How did ancient Chinese distill spirits?

As early as 3000 years ago, ancient Chinese created a raw material called distiller’s yeast, which could be used to make a very fragrant spirit with a lingering aftertaste. For thousands of years, distiller’s yeast has been a part of the recipe for Chinese spirits. Today, very few Chinese people know how their ancestors distilled this liquor.

In the suburbs of Chengdu, there are two rivers that were excavated in ancient times — Fuhe River and Nanhe River. At the point these two rivers cross stands He Jiang Pavilion, close to which is Shui Jing Street. This street is less than 2.5 kilometers in length and less than five meters in width. At the end of the 20th century, an extension project made this street famous.

In August 1998, when a brewery began extending and rebuilding a workshop located at number 19, Shui Jing Street, a lot of broken porcelain was dug up. Based on the characters on the porcelain, it was estimated that they were made in the Ming Dynasty. In March 1999, an archaeological team began excavating the site, where they found remnants of a liquor distillery from the Qing Dynasty and another from the Ming Dynasty below that.

The excavation of Shui Jing Fang has revealed the distilling methods employed by ancient Chinese people.

Four cooking pits were discovered in Shui Jing Fang; two were built in more recent times and two were made during the Qing Dynasty. The grain was steamed first and then mixed with distiller’s yeast. The steamed grain would then ferment more easily. The half-cooked grain was then spread upon special surfaces, which were called ‘liang tang’. In Shui Jing Fang, three ‘liang tangs’ were unearthed, overlapping each other. The earth pits beside the ‘liang tangs’, which look like large liquor vats sunk into the ground, are actually cellars. Eight cellars were unearthed. The inner wall and bottom of these cellars were plastered with earth between 8 and 25 centimeters thick. The next step was to ferment the grain in the cellar. The alcohol concentration in the fermented yeast was still very low at this point, so it needed to be further distilled and condensed. In the traditional technique, the process was completed by an alembic known as ‘tian guo’.
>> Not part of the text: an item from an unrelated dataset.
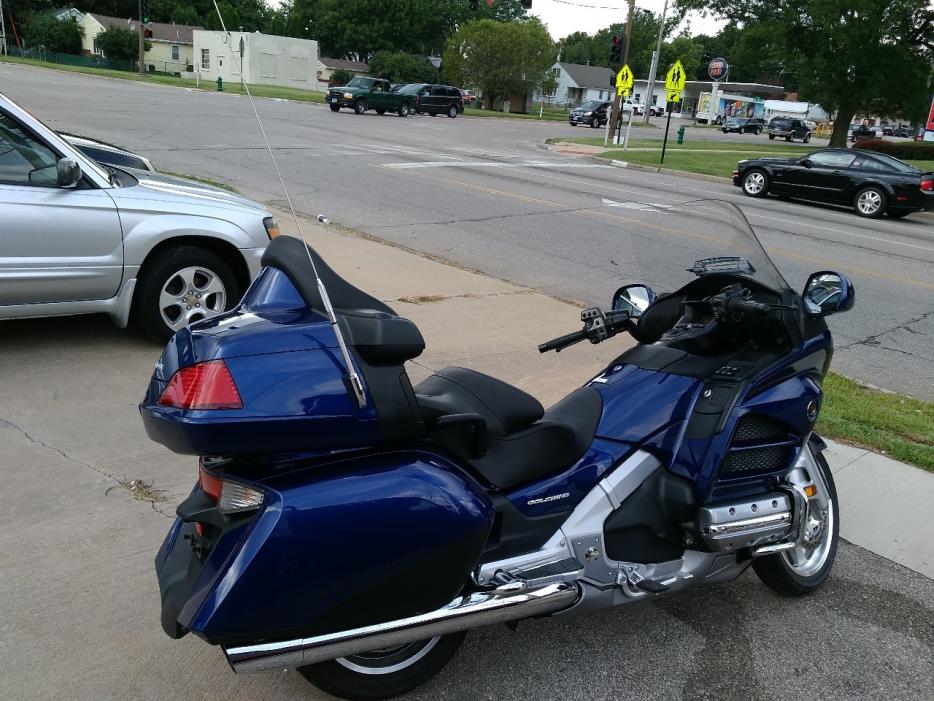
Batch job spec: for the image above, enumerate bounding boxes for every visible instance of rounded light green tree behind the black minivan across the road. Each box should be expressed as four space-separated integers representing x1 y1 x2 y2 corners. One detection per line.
443 18 555 109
People found an unusual round object at the Qing Dynasty site; at first glance it looked something like a well. Eventually, archeologists concluded that it was used to produce tequila in China. Back then, a large ‘tian guo’ was supported on the pedestal, and it had two layers. Cold water was put in the upper layer and the yeast was put on the lower layer. When the yeast was steamed, the gas containing alcohol cooled to a liquid and flowed out from a pipe. This liquid was a form of tequila.

Experts deduced that in the Qing Dynasty, tequila was produced at the site, and that the old technology is very similar to the new. The experts examined the animalcules in the cellars, separating red yeast and rhizopus. Archaeological studies show that China had developed mature tequila distilling technology in the late Yuan Dynasty or early Ming Dynasty. There are three types of Chinese tequila — one is very fragrant, the other is only mildly scented and the third is soy-flavored. The liquor brewed in Shui Jing Fang was the very fragrant variety, which is widespread spread in China. The most unique characteristic of the Chinese distilling method is that the liquor is brewed in earthen cellars. This type of liquor originated in the Chengdu Plain and Sichuan Basin.

The excavation area is limited and the earth beneath the Ming dynasty distillery has not been much probed. Earlier cultural relics and sites may still be buried under the present site. The deeper archaeologists dig, the more the earth will reveal of history.